20-Year-Old Robinhood Customer Commits Suicide After $730k Negative Balance - alehul
https://www.forbes.com/sites/sergeiklebnikov/2020/06/17/20-year-old-robinhood-customer-dies-by-suicide-after-seeing-a-730000-negative-balance/#64cd11941638
======
im3w1l
Previously discussed

[https://news.ycombinator.com/item?id=23553794](https://news.ycombinator.com/item?id=23553794)

[https://news.ycombinator.com/item?id=23523246](https://news.ycombinator.com/item?id=23523246)

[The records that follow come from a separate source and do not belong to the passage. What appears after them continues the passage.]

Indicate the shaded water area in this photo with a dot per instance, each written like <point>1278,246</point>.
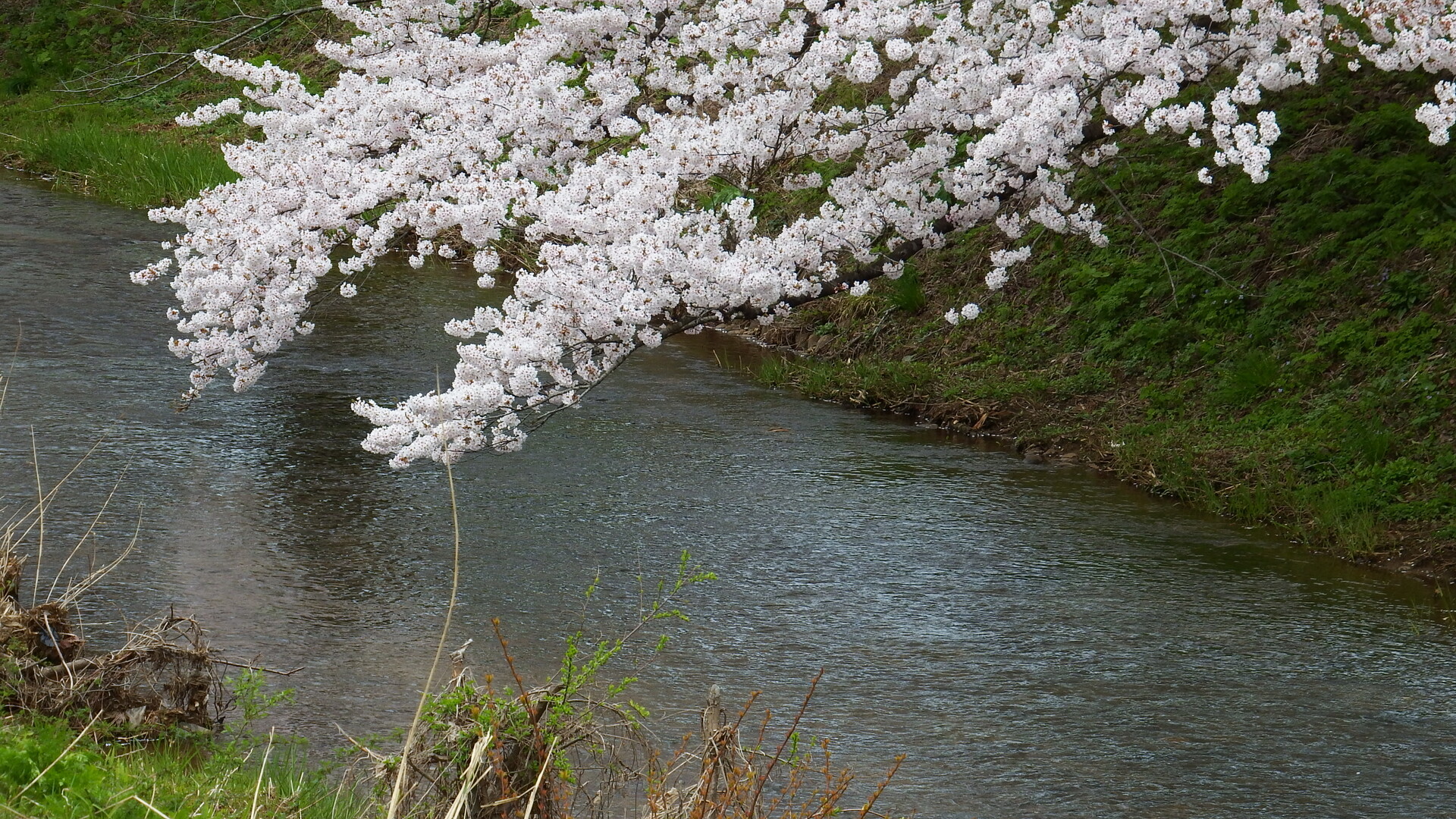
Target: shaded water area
<point>1038,640</point>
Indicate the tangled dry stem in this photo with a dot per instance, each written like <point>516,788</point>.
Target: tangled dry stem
<point>162,676</point>
<point>484,754</point>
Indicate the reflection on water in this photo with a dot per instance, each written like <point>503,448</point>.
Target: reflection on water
<point>1038,640</point>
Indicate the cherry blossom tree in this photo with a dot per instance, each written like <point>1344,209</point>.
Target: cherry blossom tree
<point>626,145</point>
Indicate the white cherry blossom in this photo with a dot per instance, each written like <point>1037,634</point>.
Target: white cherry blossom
<point>628,143</point>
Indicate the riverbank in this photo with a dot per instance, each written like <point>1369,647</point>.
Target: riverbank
<point>1274,353</point>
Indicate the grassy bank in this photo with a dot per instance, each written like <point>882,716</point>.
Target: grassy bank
<point>55,771</point>
<point>1274,353</point>
<point>120,155</point>
<point>118,142</point>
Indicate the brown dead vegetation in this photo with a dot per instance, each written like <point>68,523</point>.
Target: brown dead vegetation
<point>162,676</point>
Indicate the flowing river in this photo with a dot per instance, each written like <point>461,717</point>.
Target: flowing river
<point>1037,640</point>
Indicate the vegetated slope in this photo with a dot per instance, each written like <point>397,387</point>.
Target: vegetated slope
<point>120,143</point>
<point>1276,353</point>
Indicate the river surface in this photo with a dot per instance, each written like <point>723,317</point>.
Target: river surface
<point>1037,640</point>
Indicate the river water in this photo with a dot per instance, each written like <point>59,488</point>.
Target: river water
<point>1037,640</point>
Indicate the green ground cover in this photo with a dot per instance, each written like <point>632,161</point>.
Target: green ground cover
<point>1274,353</point>
<point>50,770</point>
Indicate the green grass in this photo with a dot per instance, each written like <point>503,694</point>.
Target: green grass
<point>1274,353</point>
<point>115,153</point>
<point>49,771</point>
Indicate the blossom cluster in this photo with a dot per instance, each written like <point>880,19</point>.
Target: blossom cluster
<point>593,131</point>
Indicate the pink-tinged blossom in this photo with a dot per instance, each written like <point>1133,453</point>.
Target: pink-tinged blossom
<point>588,137</point>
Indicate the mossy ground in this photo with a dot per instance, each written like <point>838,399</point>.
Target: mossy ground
<point>1274,353</point>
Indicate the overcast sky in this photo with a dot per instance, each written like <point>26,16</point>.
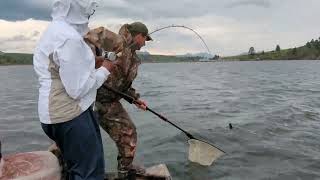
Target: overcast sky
<point>229,27</point>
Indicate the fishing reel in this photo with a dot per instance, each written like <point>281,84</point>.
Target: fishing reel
<point>112,56</point>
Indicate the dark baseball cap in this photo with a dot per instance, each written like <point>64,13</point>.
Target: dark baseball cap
<point>139,27</point>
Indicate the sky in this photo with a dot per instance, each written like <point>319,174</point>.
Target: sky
<point>229,27</point>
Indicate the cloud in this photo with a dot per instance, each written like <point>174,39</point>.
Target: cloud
<point>258,3</point>
<point>21,10</point>
<point>228,27</point>
<point>20,36</point>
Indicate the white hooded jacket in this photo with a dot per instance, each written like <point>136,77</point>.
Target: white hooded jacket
<point>65,64</point>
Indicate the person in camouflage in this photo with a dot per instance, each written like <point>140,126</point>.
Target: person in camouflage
<point>113,117</point>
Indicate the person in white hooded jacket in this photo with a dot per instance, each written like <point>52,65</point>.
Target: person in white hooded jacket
<point>65,66</point>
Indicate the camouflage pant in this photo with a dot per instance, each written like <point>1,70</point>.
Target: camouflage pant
<point>116,122</point>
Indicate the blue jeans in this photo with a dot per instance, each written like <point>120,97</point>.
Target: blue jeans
<point>81,146</point>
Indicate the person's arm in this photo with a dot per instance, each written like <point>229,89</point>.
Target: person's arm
<point>141,104</point>
<point>77,69</point>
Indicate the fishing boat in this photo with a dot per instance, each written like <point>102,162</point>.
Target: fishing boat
<point>44,165</point>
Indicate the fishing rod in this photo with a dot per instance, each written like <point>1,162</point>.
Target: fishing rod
<point>185,27</point>
<point>134,101</point>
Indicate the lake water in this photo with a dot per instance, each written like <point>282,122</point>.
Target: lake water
<point>274,107</point>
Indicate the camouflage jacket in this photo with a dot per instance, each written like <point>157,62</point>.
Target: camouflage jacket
<point>126,64</point>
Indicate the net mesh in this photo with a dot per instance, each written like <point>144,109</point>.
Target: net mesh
<point>202,152</point>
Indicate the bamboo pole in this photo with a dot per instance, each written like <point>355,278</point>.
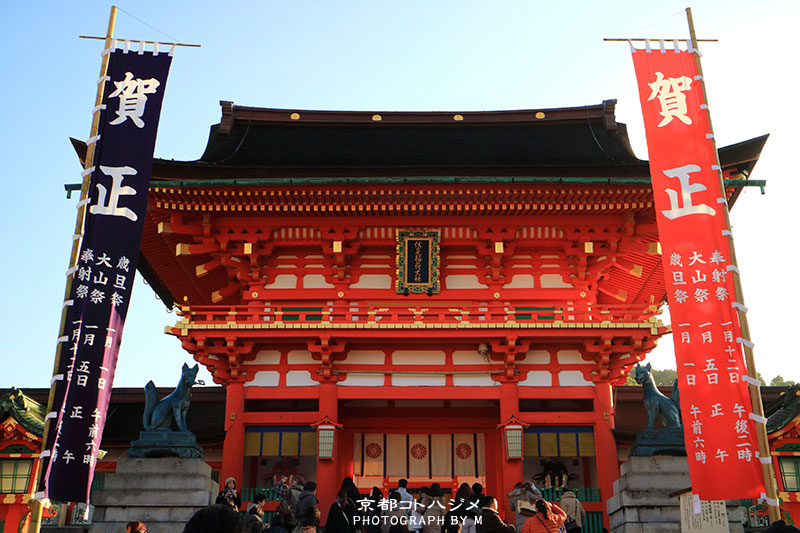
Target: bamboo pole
<point>767,470</point>
<point>37,505</point>
<point>146,42</point>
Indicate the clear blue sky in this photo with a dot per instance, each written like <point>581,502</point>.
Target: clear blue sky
<point>373,55</point>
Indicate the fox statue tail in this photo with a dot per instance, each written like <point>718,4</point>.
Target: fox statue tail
<point>150,402</point>
<point>676,399</point>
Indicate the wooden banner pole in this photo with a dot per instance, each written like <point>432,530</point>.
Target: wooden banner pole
<point>767,469</point>
<point>37,504</point>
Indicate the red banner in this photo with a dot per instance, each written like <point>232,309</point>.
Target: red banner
<point>715,403</point>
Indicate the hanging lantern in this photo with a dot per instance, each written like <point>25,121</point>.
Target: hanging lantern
<point>325,439</point>
<point>513,434</point>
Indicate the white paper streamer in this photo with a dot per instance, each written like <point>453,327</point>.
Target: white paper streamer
<point>752,381</point>
<point>746,342</point>
<point>740,307</point>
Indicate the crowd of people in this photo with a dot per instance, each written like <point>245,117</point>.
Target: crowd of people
<point>470,510</point>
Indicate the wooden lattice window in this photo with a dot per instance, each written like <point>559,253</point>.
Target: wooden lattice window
<point>790,473</point>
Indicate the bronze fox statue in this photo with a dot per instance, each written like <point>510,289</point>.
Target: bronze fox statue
<point>656,403</point>
<point>158,415</point>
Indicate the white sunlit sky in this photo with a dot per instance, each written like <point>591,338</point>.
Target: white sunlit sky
<point>374,55</point>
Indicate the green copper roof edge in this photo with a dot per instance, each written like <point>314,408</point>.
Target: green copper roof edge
<point>425,180</point>
<point>24,409</point>
<point>275,182</point>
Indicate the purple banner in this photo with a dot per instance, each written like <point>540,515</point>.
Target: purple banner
<point>102,278</point>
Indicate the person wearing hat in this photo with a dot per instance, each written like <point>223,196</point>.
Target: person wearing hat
<point>229,495</point>
<point>525,493</point>
<point>433,509</point>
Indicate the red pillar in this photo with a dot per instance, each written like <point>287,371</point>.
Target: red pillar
<point>344,453</point>
<point>605,445</point>
<point>327,475</point>
<point>233,446</point>
<point>512,471</point>
<point>12,517</point>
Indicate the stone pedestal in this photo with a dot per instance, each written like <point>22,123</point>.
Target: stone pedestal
<point>166,444</point>
<point>662,441</point>
<point>161,492</point>
<point>641,502</point>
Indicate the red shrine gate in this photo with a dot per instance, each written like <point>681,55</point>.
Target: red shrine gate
<point>497,345</point>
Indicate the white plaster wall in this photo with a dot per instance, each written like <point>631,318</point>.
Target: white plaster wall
<point>267,357</point>
<point>418,357</point>
<point>572,378</point>
<point>571,357</point>
<point>521,281</point>
<point>538,379</point>
<point>418,380</point>
<point>553,281</point>
<point>363,380</point>
<point>264,378</point>
<point>316,281</point>
<point>463,282</point>
<point>301,357</point>
<point>373,281</point>
<point>537,357</point>
<point>476,380</point>
<point>468,357</point>
<point>365,357</point>
<point>419,403</point>
<point>283,281</point>
<point>299,378</point>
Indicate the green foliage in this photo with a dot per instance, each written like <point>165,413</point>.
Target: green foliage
<point>778,381</point>
<point>662,377</point>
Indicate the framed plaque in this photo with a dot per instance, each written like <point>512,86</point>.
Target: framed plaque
<point>418,261</point>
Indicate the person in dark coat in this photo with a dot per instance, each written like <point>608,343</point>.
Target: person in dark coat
<point>490,519</point>
<point>307,512</point>
<point>338,519</point>
<point>255,519</point>
<point>780,526</point>
<point>216,519</point>
<point>374,510</point>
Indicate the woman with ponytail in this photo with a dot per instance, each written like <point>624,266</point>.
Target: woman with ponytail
<point>548,518</point>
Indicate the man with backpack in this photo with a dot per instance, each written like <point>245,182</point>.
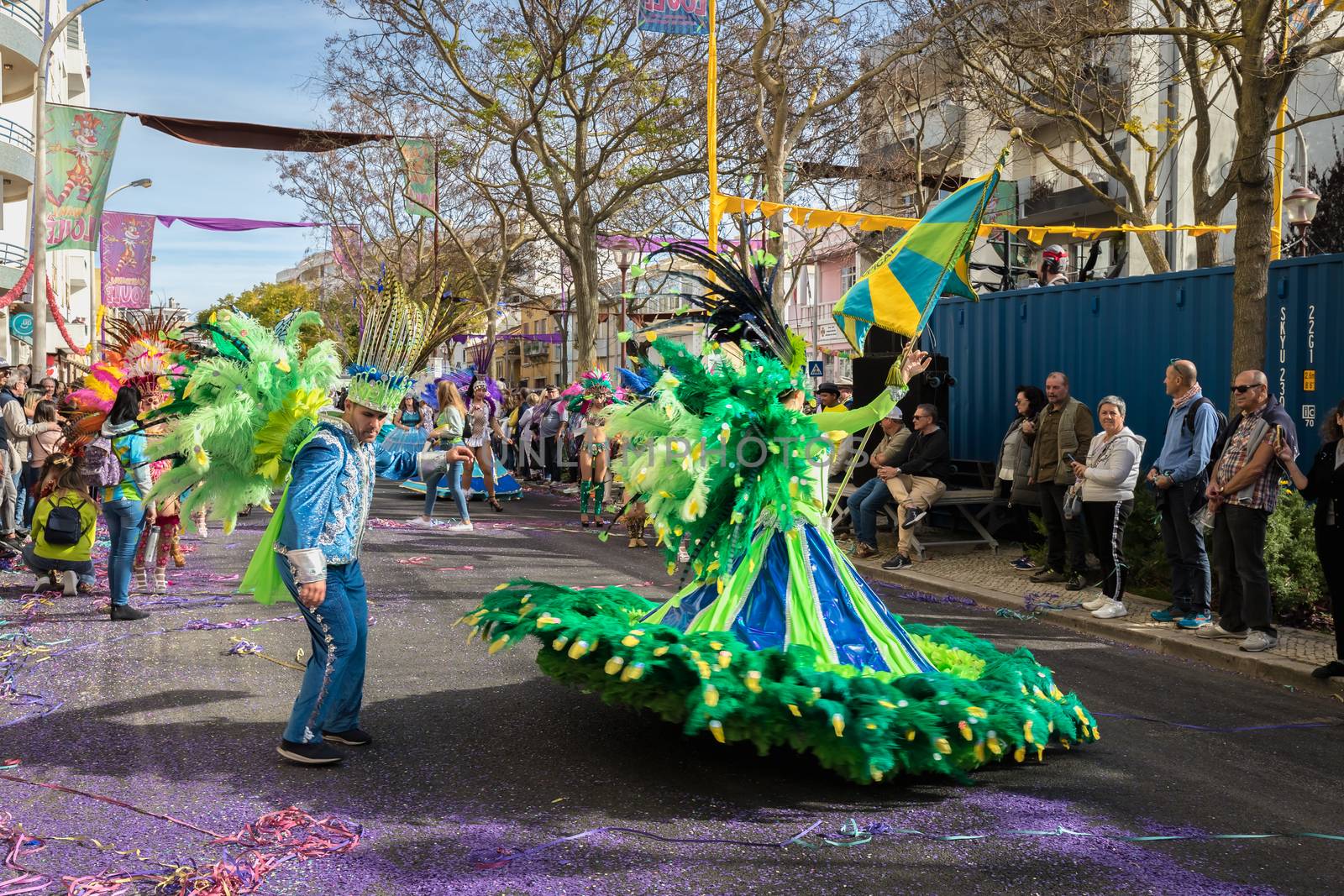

[https://news.ycombinator.com/item?id=23523379](https://news.ycombinator.com/item?id=23523379)

------
adfdfgghhe2020
_Confetti popping everywhere,” says Brewster referring to the shower of
colorful confetti Robinhood routinely deploys after customers make trades.
“They try to gamify trading and couch it as investment.”_

They are borrowing the freemium game strategies used to develop player
addiction and normalise the spending habit.

------
ianai
I think we’re changing to calling it “dies by suicide” to acknowledge the
mental health aspect of suicide. “Commits suicidal” makes it sound more like a
crime that needs to be policed instead of disorder to be treated.